Like an Amazon clothing purchase that turned out to be two sizes too big, Wall Street quickly processed a return yesterday when the online retailer’s record profit for the holiday-season quarter didn’t fit expectations.
“The online retailer and cloud services company said it made $482 million in the fourth quarter, or $1 a share, more than double the year-ago quarter, but a glaring shortfall from the $1.58 per share expected by analysts polled by S&P Capital IQ,” reports Elizabeth Weise for USA Today. “Sales for the December quarter gained 22% to $35.7 billion, just shy of the $35.98 billion forecast by analysts.”
“The company was one of the big growth stories among technology stocks in 2015, more than doubling its market value to over $300 billion last year and easily outperforming other tech giants like Alphabet, Apple and Facebook,” Greg Bensinger reports for the Wall Street Journal. “With its $99-a-year Prime unlimited shipping program, Amazon has become a dominant force in retail and has demonstrated it can quickly gain market share in new businesses as diverse as cloud computing and hot-food delivery.”
Yesterday’s demonstration of how quickly it also can lose value “just reflected an enthusiasm that got out of hand,” writes David Streitfeld in the New York Times. “This was more of an expectations correction than a fundamentals correction,” RBC Capital Markets analyst Mark Mahaney tells him. “There’s nothing in the numbers that would mark a dramatic change in Amazon’s growth or profit profile.”
“At least one bright spot? Amazon’s AWS cloud computing business met expectations with $2.4 billion in revenue and continues to show increased margins. The unit’s operating profit margin was 29%, up sequentially from 25% in the third quarter, 21% in Q2 and 17% in Q1,” reports Jason Del Ray for Re/code.
Amazon says Prime memberships grew by 51% last year “and a Consumer Intelligence Research Partners study recently revealed that just under half of all U.S. households subscribe to Prime,” CNN Money’s David Goldman points out, which keeps customers returning to the site.
“For example, Amazon said Prime members doubled the number of hours they spent streaming videos on Amazon's Prime Instant Video service over the past year. Streaming on Amazon's Prime Music more than tripled over last year. And its same-day shipping service Prime Now expanded to 25 different cities,” Goldman writes.
Indeed, there’s still plenty of unconquered territory in boring old retail.
“By the end of 2016, online retail sales will be roughly $414 billion, according to eMarketer, a scant 7.8% of all retail sales. In other words, that leaves somewhere in the neighborhood of $5 trillion in traditional retail sales in play,” writes Chase Purdy for Quartz. “Something tells us Bezos and Amazon will get more than their fair share of it.”

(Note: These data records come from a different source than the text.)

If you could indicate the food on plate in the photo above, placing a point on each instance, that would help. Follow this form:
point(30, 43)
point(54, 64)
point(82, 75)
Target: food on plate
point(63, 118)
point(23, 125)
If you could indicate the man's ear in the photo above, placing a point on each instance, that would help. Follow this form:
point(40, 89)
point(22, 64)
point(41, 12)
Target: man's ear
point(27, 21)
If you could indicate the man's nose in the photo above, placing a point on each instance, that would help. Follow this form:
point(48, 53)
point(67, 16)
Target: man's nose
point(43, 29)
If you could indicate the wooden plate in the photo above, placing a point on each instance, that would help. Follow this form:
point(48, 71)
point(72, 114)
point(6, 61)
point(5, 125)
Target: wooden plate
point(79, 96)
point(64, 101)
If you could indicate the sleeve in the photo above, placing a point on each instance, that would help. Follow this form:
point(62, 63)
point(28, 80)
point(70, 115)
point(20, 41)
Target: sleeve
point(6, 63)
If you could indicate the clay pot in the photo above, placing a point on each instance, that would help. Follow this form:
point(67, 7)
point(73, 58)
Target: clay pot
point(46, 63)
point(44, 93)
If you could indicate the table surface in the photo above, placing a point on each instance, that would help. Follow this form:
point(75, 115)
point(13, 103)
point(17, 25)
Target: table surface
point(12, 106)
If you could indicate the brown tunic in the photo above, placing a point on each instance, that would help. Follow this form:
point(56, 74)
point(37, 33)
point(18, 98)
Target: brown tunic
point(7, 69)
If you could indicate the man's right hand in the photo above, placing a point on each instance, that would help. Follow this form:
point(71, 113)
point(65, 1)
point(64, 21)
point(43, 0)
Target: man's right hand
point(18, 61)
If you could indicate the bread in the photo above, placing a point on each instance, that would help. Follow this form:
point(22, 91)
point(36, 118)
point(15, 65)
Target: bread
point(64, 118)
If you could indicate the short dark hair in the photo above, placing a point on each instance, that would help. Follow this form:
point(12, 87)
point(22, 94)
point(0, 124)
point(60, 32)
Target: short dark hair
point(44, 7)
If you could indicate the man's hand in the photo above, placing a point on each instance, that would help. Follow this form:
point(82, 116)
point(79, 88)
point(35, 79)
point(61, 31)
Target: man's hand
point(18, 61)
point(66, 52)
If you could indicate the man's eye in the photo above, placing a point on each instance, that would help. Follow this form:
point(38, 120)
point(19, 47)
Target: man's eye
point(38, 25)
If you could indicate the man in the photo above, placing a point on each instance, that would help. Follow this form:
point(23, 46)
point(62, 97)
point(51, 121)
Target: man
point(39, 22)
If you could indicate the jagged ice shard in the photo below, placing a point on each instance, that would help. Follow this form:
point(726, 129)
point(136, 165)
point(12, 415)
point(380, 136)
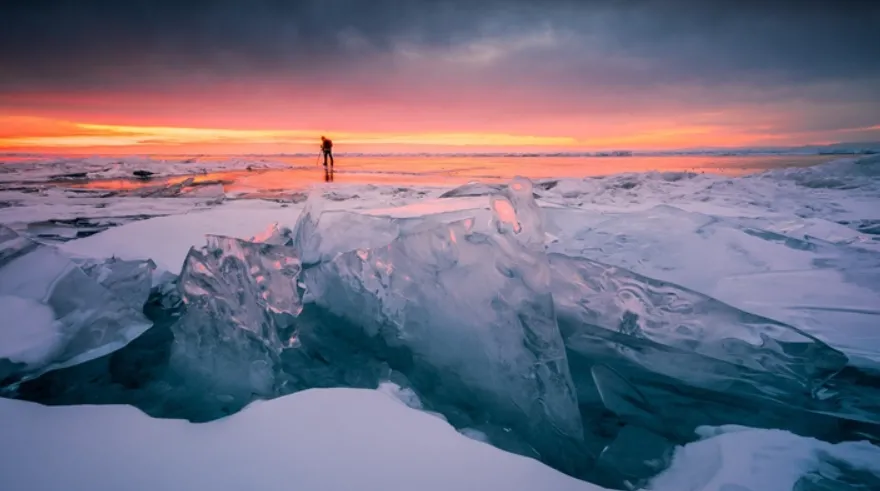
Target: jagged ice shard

“Twenty years ago, I was driving the packages to the post office myself and hoping we might one day afford a forklift. This year, we pass $100 billion in annual sales and serve 300 million customers,” Bezos says in a news release.
Not that the Jeff Bezos household is going on an austerity budget or anything, but Forbes’ Kate Vinton points out that the hit was big enough to cause the Amazon founder and CEO to lose his ranking as the fourth richest person the world.
“As of 5:00 p.m. ET, Bezos was worth $49.8 billion, barely holding onto his place as the world’s fourth richest person. By 5:30 p.m. ET, Bezos had lost another $800 million, which puts him in fifth place behind Carlos Slim Helu of Mexico, who is now the fourth richest person in the world with a net worth of $49.6 billion,” Vinton writes.
Meanwhile, lest you think Bezos & Co. is going to focus on profit rather than further expanding its footprint into every corner of consumers’ lives, the New York Postreports it is “prepping a Spotify-killer,” according to several music sources.
“The e-commerce giant has held meetings in the past few weeks to discuss licensing tunes for a full-blown subscription music service that would ape streaming music market leaders Spotify and Apple Music,” writes Claire Atkinson, who points out that Prime members currently have access to about 1 million songs including the Beatles playlist and “Panic! At the Disco.” The new streaming service would have its own monthly fee.